Tales of the M1 GPU

Hello everyone, Asahi Lina here!✨

marcan asked me to write an article about the M1 GPU, so here we are~! It’s been a long road over the past few months and there’s a lot to cover, so I hope you enjoy it!

Xonotic running on an Apple M2

What’s a GPU?

You probably know what a GPU is, but do you know how they work under the hood? Let’s take a look! Almost all modern GPUs have the same main components:

A bunch of shader cores, which process triangles (vertex data) and pixels (fragment data) by running user-defined programs. These use different custom instruction sets for every GPU!
Rasterization units, texture samplers, render output units, and other bits which work together with the shaders to turn the triangles from the app into pixels on the screen. Exactly how this works varies from GPU to GPU!
A command processor that takes drawing commands from the app and sets up the shader cores to process them. This includes data like what list of triangles to draw, what global attributes to use, what textures will be used, what shader programs to use, and where the final image goes in memory. It then sends this data over to the shader cores and other units, to program the GPU to actually do the rendering.
A memory management unit (MMU), which is in charge of limiting access to memory areas belonging to a specific app using the GPU, so different apps can’t crash or interfere with each other.

(This is all very simplified and in reality there are a lot more parts that vary from GPU to GPU, but those are the most important bits!)

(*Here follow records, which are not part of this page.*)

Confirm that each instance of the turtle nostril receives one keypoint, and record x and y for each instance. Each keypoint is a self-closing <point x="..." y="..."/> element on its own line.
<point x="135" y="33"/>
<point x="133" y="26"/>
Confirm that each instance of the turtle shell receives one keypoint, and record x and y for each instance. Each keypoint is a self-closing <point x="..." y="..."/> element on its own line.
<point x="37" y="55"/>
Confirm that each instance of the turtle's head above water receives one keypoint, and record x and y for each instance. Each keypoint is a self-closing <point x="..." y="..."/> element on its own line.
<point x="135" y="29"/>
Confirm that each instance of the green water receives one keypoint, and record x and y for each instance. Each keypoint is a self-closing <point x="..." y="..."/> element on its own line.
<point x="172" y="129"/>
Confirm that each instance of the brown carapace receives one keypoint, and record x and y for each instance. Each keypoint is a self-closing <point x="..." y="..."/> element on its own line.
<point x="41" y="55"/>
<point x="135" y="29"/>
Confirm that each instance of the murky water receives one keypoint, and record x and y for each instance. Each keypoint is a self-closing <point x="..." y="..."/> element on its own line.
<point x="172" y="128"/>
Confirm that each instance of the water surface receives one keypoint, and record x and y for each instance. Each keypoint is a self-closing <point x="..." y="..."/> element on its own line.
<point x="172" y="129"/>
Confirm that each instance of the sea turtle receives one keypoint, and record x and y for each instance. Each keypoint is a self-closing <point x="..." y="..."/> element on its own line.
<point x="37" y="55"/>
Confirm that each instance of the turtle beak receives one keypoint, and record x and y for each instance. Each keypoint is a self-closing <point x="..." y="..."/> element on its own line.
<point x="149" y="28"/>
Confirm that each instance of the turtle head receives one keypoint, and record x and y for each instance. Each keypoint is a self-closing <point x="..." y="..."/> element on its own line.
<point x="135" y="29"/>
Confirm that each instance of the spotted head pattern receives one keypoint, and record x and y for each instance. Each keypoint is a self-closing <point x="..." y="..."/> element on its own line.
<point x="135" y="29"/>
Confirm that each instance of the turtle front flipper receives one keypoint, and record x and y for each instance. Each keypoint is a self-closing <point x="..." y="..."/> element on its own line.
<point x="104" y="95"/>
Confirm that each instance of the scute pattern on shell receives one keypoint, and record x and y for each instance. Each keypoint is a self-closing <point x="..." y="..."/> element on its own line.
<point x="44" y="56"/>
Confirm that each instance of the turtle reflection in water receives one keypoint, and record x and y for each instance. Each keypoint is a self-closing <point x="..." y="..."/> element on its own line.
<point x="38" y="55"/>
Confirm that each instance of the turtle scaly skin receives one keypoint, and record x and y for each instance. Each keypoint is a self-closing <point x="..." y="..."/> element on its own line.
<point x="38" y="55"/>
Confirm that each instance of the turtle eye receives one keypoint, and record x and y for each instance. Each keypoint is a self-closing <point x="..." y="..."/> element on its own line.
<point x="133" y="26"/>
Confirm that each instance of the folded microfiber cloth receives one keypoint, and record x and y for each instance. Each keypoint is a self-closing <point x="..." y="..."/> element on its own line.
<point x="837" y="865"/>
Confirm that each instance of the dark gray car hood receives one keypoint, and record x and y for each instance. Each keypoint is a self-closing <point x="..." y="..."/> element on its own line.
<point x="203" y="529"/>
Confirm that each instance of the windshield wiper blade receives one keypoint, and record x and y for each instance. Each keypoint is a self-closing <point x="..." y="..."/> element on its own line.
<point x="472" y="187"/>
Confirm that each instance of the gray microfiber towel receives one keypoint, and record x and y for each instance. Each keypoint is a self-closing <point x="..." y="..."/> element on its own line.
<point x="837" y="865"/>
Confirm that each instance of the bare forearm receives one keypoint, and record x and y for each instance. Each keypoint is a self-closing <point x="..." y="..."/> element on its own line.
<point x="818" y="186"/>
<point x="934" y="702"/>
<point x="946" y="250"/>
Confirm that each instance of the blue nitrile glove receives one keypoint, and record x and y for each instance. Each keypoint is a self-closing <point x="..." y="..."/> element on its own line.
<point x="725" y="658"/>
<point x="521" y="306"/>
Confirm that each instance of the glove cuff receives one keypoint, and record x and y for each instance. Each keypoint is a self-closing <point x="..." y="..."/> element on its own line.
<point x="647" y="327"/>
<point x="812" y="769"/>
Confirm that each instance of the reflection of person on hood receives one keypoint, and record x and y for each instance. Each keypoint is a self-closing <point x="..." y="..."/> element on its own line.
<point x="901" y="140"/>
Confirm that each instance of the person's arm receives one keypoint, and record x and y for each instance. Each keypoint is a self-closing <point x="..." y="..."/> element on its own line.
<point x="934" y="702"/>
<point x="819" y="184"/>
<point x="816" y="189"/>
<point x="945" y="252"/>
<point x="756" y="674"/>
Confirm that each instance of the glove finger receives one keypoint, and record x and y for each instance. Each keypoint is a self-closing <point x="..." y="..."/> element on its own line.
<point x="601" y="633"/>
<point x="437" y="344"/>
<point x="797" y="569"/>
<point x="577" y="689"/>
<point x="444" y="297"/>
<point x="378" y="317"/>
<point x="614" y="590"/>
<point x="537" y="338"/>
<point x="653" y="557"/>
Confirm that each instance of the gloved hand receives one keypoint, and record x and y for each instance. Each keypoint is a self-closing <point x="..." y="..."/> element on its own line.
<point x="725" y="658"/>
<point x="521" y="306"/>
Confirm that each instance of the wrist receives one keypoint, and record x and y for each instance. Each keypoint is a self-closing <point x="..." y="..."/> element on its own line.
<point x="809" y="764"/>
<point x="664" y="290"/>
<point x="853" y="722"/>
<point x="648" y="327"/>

In order to handle all these moving parts in a reasonably safe way, modern GPU drivers are split into two parts: a user space driver and a kernel driver. The user space part is in charge of compiling shader programs and translating API calls (like OpenGL or Vulkan) into the specific command lists that the command processor will use to render the scene. Meanwhile, the kernel part is in charge of managing the MMU and handling memory allocation/deallocation from different apps, as well as deciding how and when to send their commands to the command processor. All modern GPU drivers work this way, on all major OSes!

Between the user space driver and the kernel driver, there is some kind of custom API that is customized for each GPU family. These APIs are usually different for every driver! In Linux we call that the UAPI, but every OS has something similar. This UAPI is what lets the user space part ask the kernel to allocate/deallocate memory and submit command lists to the GPU.

That means that in order to make the M1 GPU work with Asahi Linux, we need two bits: a kernel driver and a user space driver! 🚀

Alyssa joins the project

All the way back in 2021 when Asahi Linux started, Alyssa Rosenzweig joined the project to start working on reverse engineering the M1 GPU. Together with Dougall Johnson (who focused on documenting the GPU shader architecture), she started reverse engineering all the user space bits, including the shaders and all the command list structures needed to set up rendering. That’s a ton of work, but less than one month in she was already drawing her first triangle! She’s amazing! If you haven’t checked out her series on dissecting the M1 GPU you should visit her website and take a look! ✨✨

But wait, how can she work on the user space driver without a kernel driver to go with it? Easy, she did it on macOS! Alyssa reverse engineered the macOS GPU driver UAPI enough to allocate memory and submit her own commands to the GPU, and this way she could work on the user space part without having to worry about the kernel bit. That’s super cool! She started writing an M1 GPU OpenGL driver for Mesa, the Linux userspace graphics stack, and just a few months later she was already passing 75% of the OpenGL ES 2 conformance tests, all on macOS!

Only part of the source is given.